Asaad al-Shaibani, a Mhallami (Mhalmoyo) from the Gozarto (Jazeera) Region, retains his position as Minister of Foreign Affairs, Murhaf Abu Qasra remains on Defense, Maddhar al-Weys holds on to the Justice Ministry, Muhammad Barnia gets the Finance Ministry, and Anas Khattab – currently head of the General Intelligence Directorate – will be Minister of the Interior. Mohammed al-Bashir gets the Energy portfolio after having headed the Transitional Government since December. The new ministers were sworn into the Transitional Government at a ceremony yesterday evening, some two weeks after Sharaa signed the draft Constitutional Declaration.
The new Transitional Government includes Hind Kabawat as Minister of Social Affairs and Labor. She is from Daramsuq (Damascus), Greek (Rûm) Orthodox, and the only woman in the Transitional Government. Muhammad Abdul Rahman Turko, a Kurd from occupied Afrin, becomes Minister of Education, the Alawite Yarab Badr will become Minister of Transport, and Amjad Badr, a Druze from Sweida will become Minister of Agriculture.

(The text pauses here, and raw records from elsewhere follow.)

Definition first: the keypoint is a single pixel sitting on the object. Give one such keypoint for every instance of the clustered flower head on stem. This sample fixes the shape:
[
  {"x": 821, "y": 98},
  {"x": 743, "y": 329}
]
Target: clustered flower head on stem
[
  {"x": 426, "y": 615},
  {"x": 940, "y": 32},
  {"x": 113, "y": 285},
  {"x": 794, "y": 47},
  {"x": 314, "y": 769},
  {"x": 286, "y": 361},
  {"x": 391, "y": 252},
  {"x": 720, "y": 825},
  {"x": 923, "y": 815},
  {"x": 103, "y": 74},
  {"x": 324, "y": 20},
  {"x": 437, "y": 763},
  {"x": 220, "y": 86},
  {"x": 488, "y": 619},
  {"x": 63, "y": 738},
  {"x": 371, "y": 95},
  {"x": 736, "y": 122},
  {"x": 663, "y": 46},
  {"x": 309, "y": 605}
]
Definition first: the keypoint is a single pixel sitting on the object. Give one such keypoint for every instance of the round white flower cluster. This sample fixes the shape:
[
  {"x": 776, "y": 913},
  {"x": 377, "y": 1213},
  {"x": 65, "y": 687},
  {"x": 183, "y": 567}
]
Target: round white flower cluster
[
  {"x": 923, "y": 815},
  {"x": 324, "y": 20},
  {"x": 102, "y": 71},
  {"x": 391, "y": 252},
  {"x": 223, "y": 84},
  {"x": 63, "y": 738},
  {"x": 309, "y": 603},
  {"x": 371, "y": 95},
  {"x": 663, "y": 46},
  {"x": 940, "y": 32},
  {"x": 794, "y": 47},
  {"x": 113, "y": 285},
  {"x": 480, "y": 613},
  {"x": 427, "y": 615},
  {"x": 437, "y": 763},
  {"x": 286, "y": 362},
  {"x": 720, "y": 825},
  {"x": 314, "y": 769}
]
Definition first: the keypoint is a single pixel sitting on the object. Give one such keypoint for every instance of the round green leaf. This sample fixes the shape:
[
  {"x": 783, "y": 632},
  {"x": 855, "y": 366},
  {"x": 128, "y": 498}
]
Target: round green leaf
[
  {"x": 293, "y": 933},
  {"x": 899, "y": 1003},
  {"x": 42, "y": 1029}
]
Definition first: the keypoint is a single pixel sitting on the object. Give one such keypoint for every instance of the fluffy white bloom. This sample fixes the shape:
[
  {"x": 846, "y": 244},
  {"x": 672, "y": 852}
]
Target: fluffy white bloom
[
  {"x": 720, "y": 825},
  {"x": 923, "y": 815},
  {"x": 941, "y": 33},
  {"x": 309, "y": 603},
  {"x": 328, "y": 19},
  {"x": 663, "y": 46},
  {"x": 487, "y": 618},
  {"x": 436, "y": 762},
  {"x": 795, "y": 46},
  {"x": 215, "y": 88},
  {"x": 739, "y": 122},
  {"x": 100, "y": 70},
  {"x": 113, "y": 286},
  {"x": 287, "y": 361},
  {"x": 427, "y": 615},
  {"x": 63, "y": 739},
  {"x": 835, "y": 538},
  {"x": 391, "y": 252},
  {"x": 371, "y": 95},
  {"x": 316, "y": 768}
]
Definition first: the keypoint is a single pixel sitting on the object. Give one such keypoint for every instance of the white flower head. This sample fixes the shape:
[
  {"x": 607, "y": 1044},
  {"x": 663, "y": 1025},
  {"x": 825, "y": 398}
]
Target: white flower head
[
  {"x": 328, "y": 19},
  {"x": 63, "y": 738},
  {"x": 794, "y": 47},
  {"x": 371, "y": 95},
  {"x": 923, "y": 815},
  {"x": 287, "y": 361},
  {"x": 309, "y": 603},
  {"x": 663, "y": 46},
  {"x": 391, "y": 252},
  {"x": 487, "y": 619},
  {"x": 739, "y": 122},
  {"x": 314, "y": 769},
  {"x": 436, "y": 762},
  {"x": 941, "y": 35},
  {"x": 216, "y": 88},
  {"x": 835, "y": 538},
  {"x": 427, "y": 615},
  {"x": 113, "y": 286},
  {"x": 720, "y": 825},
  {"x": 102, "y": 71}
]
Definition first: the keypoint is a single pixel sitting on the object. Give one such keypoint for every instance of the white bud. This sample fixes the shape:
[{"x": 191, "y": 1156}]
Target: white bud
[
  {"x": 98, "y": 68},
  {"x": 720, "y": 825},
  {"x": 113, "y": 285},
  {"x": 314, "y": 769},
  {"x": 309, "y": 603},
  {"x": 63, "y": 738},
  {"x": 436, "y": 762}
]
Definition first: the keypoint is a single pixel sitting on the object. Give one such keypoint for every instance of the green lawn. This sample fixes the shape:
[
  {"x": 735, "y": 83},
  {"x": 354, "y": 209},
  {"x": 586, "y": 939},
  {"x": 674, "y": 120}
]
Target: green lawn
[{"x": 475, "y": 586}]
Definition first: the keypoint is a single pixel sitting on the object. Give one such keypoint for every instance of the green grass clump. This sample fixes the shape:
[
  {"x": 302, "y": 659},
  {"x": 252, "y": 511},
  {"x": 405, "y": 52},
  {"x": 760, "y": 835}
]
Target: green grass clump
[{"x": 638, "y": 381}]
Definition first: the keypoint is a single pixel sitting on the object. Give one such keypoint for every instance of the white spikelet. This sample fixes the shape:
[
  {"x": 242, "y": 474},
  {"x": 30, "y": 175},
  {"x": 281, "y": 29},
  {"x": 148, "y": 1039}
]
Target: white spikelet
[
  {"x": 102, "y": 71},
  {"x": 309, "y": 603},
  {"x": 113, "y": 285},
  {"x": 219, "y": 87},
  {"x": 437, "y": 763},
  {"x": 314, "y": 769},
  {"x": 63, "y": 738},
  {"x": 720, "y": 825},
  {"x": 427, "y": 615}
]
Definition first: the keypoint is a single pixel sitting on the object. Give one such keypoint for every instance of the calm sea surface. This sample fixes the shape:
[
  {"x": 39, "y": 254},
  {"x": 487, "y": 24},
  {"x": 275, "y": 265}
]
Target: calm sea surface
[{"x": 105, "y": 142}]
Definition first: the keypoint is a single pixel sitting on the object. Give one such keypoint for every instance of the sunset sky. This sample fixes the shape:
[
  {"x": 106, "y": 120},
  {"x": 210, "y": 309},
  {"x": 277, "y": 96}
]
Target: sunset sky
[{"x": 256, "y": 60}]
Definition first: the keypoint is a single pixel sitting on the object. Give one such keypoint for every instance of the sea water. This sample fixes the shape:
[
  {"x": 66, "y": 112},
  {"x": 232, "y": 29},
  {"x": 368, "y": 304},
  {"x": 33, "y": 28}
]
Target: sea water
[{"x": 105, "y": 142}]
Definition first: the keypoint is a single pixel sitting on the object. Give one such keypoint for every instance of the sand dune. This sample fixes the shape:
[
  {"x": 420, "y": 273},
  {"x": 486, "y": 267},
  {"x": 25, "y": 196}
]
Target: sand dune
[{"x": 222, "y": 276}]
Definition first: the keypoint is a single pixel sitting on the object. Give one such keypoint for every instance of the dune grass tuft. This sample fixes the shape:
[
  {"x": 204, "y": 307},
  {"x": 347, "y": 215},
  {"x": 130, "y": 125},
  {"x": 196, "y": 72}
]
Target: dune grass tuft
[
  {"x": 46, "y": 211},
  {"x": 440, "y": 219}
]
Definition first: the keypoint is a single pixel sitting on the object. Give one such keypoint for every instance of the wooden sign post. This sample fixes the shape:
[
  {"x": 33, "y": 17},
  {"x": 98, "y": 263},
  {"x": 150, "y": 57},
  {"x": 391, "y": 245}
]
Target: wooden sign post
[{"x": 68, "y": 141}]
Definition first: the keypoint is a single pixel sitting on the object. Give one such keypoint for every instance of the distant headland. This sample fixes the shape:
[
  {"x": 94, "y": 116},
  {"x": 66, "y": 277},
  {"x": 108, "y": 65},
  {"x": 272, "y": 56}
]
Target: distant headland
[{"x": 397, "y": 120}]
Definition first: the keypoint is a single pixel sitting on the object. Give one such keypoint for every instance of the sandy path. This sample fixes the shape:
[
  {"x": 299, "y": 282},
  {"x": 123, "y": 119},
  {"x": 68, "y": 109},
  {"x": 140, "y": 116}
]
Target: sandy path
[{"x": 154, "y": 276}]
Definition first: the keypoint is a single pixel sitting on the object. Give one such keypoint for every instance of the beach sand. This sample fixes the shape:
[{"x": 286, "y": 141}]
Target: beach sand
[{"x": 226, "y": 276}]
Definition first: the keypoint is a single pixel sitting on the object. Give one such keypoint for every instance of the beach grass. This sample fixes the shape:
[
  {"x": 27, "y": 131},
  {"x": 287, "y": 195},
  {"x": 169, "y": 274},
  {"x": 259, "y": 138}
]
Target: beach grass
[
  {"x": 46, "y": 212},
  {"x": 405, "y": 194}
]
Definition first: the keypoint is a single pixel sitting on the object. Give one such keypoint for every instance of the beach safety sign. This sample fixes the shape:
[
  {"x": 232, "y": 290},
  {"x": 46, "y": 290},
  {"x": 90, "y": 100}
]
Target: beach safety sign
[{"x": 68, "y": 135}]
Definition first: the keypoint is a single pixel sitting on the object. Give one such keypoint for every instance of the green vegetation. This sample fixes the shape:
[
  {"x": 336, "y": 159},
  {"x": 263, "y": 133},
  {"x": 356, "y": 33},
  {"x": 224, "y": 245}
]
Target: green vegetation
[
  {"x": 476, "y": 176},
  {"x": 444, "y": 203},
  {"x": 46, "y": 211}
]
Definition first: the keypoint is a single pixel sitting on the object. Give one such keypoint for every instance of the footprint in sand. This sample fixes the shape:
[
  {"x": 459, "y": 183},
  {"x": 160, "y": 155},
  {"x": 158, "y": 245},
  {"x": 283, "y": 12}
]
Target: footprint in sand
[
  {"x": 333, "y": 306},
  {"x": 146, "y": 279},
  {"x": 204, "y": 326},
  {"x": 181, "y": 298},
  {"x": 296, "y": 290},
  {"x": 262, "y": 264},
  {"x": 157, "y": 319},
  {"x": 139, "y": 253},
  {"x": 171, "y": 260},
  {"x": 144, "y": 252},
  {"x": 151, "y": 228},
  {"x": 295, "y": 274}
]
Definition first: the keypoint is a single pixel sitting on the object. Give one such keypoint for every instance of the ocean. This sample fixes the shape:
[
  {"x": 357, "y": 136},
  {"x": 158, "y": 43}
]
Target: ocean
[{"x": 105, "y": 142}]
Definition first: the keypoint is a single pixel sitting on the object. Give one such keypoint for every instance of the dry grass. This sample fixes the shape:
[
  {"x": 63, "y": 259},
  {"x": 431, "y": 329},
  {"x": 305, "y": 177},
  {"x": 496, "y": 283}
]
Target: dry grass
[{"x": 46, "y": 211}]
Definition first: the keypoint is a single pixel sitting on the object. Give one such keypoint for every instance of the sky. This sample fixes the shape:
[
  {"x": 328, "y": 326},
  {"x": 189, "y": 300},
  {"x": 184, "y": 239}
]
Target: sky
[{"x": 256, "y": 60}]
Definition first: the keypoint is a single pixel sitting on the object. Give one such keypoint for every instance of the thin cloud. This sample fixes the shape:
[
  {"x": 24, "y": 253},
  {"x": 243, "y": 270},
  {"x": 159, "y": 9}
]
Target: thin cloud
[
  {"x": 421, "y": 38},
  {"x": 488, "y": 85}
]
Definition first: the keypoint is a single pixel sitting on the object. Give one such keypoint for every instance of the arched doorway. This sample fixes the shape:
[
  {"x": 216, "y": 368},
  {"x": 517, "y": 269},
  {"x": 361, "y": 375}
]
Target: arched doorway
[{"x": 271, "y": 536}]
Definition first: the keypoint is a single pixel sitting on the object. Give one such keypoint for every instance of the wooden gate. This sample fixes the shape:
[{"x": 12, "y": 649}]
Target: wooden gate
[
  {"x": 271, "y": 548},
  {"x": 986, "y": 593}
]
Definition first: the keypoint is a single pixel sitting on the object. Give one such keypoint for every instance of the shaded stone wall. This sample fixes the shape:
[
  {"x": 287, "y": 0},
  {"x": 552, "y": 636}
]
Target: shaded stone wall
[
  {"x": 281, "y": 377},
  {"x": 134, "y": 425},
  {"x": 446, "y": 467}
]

The ministers were appointed without consulting all components of the Syrian people or their political representatives. For example, there are no ministers from official parties represented in the Democratic Autonomous Administration of the Region of North and East Syria, even though the Region comprises a significant percentage of the Syrian population, economy and cultural diversity.
Not including Syriac political parties, such as the Syriac Union Party, which are the legitimate representatives and defenders of the rights of the Syriac people, is a major omission in securing and protecting the demands of the Syriac people, who have given the country its name Syria.
For now, the inclusion of a Kurd, Druze, Alawite, and Greek (Rûm) Orthodox woman buys Al-Sharaa (Western) time and goodwill. But for how long? The road to a truly inclusive Syria seems destined for federalism. All signs point in that direction. The inclusion of smaller components in a centrally-led government seems a distraction from the bigger question of how to move forward to a federal Syria, where Syriacs (Arameans-Assyrians-Chaldeans), Druze, Alawites, Kurds, Yezidis, Turkmen, and all other population groups that make up the Syrian mosaic, are given their full local and national political, linguistic, religious, and economic rights.